The Phoenix area is seeing an increase in heat-related deaths, but that's not the case in southern Arizona.
Maricopa County Health officials recorded 172 deaths from heat exposure in 2017, an 11 percent increase from the year before. Global climate change is driving temperatures upward, but so is a purely local phenomenon, the "urban heat island" produced by a concentration of concrete and asphalt.
Tucson also experiences the heat island effect, but with its higher altitude and lower temperatures, heat deaths are less common here. The Pima County Medical Examiner, which serves 11 Arizona counties, doesn't list heat deaths separately, but the office's annual report lists 61 deaths from exposure to the elements in 2016, falling to 37 in 2017. That's nearly a 40 percent drop.

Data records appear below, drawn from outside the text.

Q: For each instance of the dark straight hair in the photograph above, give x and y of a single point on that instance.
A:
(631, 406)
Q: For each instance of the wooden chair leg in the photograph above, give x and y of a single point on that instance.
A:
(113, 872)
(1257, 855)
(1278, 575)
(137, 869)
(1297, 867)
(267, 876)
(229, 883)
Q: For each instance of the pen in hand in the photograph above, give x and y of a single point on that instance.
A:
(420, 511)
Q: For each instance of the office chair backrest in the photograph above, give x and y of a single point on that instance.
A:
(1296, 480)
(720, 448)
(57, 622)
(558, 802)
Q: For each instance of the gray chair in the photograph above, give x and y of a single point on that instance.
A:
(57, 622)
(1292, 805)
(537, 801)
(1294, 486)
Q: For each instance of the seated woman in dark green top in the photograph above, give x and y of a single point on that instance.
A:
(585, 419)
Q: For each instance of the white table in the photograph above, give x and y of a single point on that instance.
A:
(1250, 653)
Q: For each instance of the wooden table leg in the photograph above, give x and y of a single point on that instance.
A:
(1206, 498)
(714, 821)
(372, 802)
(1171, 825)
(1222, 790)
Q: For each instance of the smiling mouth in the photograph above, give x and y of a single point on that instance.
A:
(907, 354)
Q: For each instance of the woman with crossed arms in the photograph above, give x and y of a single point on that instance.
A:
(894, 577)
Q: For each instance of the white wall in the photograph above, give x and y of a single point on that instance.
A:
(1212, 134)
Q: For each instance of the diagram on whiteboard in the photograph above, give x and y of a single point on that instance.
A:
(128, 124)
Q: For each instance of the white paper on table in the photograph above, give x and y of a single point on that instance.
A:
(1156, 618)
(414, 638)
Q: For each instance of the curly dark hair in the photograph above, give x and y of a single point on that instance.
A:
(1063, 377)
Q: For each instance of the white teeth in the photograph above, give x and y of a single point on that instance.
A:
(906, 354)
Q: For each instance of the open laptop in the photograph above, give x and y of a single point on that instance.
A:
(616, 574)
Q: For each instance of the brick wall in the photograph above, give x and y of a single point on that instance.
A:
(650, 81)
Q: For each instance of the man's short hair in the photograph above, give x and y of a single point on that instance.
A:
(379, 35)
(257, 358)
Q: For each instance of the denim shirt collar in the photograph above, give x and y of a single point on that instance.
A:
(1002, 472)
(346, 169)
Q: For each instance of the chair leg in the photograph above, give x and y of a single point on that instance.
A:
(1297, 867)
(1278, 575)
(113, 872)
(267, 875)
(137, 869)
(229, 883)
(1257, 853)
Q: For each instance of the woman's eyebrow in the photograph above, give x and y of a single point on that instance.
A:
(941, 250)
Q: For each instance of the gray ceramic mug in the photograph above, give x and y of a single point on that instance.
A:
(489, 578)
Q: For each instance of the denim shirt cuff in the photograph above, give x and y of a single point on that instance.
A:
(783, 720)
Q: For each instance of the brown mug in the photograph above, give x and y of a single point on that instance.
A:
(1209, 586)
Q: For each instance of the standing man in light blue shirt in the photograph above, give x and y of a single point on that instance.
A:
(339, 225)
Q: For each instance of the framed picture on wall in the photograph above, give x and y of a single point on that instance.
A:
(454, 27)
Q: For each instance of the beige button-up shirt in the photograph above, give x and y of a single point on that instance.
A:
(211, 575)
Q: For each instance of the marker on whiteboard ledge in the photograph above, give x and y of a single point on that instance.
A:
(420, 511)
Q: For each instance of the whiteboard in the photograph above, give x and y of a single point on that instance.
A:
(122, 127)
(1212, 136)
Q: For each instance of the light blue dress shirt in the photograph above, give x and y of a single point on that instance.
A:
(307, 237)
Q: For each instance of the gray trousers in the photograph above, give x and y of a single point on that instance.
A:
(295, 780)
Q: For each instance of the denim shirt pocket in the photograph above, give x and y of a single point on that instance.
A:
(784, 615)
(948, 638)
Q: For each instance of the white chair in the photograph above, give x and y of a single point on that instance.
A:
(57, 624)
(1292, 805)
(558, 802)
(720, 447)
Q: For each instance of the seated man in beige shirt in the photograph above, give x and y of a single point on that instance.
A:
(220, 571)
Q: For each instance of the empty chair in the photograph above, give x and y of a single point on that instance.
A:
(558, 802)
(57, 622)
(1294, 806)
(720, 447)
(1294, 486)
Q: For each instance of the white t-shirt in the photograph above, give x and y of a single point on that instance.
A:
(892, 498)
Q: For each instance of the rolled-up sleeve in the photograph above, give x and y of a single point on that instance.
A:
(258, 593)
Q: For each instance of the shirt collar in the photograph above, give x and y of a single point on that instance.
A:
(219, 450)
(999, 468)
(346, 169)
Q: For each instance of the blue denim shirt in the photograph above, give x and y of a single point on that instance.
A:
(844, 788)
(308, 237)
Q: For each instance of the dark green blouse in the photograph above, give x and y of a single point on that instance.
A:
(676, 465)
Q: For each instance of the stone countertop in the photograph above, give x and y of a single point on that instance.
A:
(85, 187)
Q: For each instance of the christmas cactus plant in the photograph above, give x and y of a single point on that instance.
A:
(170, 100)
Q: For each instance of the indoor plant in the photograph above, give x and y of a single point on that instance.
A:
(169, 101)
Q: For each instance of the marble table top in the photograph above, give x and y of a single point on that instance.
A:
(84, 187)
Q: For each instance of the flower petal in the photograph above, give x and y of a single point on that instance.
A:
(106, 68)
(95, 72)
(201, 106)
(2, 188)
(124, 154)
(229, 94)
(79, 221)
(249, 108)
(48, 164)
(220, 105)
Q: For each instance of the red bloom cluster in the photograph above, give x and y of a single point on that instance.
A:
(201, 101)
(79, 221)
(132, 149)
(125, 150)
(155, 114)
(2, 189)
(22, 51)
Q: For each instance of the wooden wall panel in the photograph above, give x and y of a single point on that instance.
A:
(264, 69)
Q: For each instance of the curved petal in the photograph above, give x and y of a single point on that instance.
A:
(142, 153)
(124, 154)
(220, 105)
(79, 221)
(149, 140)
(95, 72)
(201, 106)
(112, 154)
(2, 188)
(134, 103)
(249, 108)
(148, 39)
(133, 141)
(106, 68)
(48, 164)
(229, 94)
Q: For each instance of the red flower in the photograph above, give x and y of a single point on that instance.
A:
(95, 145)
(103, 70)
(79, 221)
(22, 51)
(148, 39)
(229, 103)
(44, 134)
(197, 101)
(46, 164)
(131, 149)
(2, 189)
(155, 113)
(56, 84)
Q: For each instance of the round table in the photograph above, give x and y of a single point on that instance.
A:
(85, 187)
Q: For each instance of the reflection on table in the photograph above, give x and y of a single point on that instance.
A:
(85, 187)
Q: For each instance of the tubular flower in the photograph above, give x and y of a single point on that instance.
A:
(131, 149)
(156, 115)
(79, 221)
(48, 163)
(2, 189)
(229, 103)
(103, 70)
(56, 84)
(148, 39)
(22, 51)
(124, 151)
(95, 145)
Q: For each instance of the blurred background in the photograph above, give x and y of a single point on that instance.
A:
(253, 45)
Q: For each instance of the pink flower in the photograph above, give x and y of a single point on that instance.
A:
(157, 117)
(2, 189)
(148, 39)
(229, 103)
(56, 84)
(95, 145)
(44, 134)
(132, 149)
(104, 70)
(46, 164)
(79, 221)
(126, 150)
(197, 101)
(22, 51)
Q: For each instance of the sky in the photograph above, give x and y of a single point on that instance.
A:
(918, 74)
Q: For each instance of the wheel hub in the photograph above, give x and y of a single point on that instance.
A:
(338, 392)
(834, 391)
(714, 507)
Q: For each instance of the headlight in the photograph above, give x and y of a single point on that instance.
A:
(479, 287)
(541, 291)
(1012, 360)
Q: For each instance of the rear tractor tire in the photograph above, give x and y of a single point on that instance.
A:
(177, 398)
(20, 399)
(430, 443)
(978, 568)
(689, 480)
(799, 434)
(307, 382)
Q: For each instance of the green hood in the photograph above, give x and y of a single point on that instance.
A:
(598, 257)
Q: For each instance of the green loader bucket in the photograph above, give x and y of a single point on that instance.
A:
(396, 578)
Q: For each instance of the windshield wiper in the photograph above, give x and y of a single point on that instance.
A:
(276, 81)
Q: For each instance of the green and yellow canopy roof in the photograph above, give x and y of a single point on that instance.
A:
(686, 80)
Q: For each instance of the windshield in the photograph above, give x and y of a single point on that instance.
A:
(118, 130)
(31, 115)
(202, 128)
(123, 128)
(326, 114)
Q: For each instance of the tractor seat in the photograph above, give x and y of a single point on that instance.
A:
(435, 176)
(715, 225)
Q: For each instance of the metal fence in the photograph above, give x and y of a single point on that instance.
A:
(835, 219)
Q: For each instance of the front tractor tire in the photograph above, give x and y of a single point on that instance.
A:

Medical Examiner Greg Hess is working to find exactly how many people died from heat-related causes in the region, to see whether the trend here parallels the one in the Phoenix area.
The Arizona Republic reported Monday that Maricopa County public health officials recently revised the number of heat-related deaths for 2017 to 172.
The initial tally was 155.
Phoenix officials have been tackling the heat island issue by planting trees and promoting lighter-colored asphalt and other reflective construction materials.
Health officials say there have been 18 confirmed heat-related deaths this year. But 128 deaths remain under investigation.
The Associated Press contributed to this report.